Fail, Caesar! An Update

It’s been just over a year since Caesars Entertainment Operating Company (CEOC) declared bankruptcy. If Caesars Management was hoping that the court-appointed examiner would be giving them good news, and that the company would be coming out of bankruptcy unscathed, well, the news of the day is anything but.

Yesterday’s Wall Street Journal noted that a reorganization is not a given. Judge Benjamin Goldgar noted,

It doesn’t have to end with a confirmed plan…A trustee could be appointed, the case could be dismissed or, my favorite, the case could be converted to chapter 7 [liquidation], which would just be a hoot, wouldn’t it?

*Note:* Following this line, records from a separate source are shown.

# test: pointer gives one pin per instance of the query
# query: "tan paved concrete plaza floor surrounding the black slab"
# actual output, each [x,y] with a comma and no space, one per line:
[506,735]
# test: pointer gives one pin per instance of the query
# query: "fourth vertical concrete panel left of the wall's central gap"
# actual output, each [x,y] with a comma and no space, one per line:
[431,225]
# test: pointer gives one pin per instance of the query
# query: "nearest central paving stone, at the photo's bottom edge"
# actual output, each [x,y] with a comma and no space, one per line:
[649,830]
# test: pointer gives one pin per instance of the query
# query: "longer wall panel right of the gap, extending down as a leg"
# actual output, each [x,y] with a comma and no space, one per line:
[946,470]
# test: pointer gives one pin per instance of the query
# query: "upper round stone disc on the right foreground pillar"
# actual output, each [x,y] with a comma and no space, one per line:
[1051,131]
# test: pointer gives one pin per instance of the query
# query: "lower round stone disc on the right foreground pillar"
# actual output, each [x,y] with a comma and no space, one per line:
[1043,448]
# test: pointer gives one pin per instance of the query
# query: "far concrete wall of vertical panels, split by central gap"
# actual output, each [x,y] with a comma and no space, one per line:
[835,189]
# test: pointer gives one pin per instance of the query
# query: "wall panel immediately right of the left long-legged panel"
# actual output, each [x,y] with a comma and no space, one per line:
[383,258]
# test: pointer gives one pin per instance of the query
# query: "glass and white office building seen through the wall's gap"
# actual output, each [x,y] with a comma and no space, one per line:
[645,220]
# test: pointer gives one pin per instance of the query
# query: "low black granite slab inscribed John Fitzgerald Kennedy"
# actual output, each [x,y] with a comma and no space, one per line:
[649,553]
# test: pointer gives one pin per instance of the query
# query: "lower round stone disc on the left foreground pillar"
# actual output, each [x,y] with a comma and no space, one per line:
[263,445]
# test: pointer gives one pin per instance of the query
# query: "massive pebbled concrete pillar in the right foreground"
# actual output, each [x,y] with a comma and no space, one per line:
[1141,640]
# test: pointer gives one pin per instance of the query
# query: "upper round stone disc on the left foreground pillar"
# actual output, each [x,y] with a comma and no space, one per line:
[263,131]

It’s likely the temperature in Caesars’ boardroom dropped ten degrees when they heard about that. As to why the judge made the remark, it turns out that Caesars doesn’t want the examiner’s report made public. Now why is that, as examiner’s reports (in a bankruptcy) are normally made public? Could it be that there’s damaging information in the report?

If we are to believe a report in the New York Post that’s exactly why. “Court-appointed probe will slam Caesars for fraud,” screams the headline. The first two paragraphs tell the story:

Caesars Entertainment’s court-appointed examiner has told company officials and creditors’ lawyers he believes the company acted improperly when it transferred assets away from the hobbled casino prior to putting it into Chapter 11, The Post has learned.

A report by the examiner, expected to be released next month, is likely to conclude there was a degree of civil fraud connected to the transfer, three sources with direct knowledge of the talks said.

Ouch.

As to what this means, quite a bit, and none of it is good for Caesars’ plan to get out of bankruptcy:

  • The transfers made just before the bankruptcy (allegedly moving Caesars’ best assets out of CEOC prior to the bankruptcy) could be undone, dragging more of Caesars into bankruptcy;
  • There could be personal liability for members of the Board of Directors of Caesars; and
  • Asset sales and a very different exit for Caesars from bankruptcy would become far more likely.

For my poker-playing readers, it’s still unlikely that this will have a direct impact on this year’s World Series of Poker. It’s in everyone’s interest that the WSOP operate as planned because it’s profitable. That said, I would not be surprised to find assets such as the WSOP owned by someone besides Caesars by the end of the year.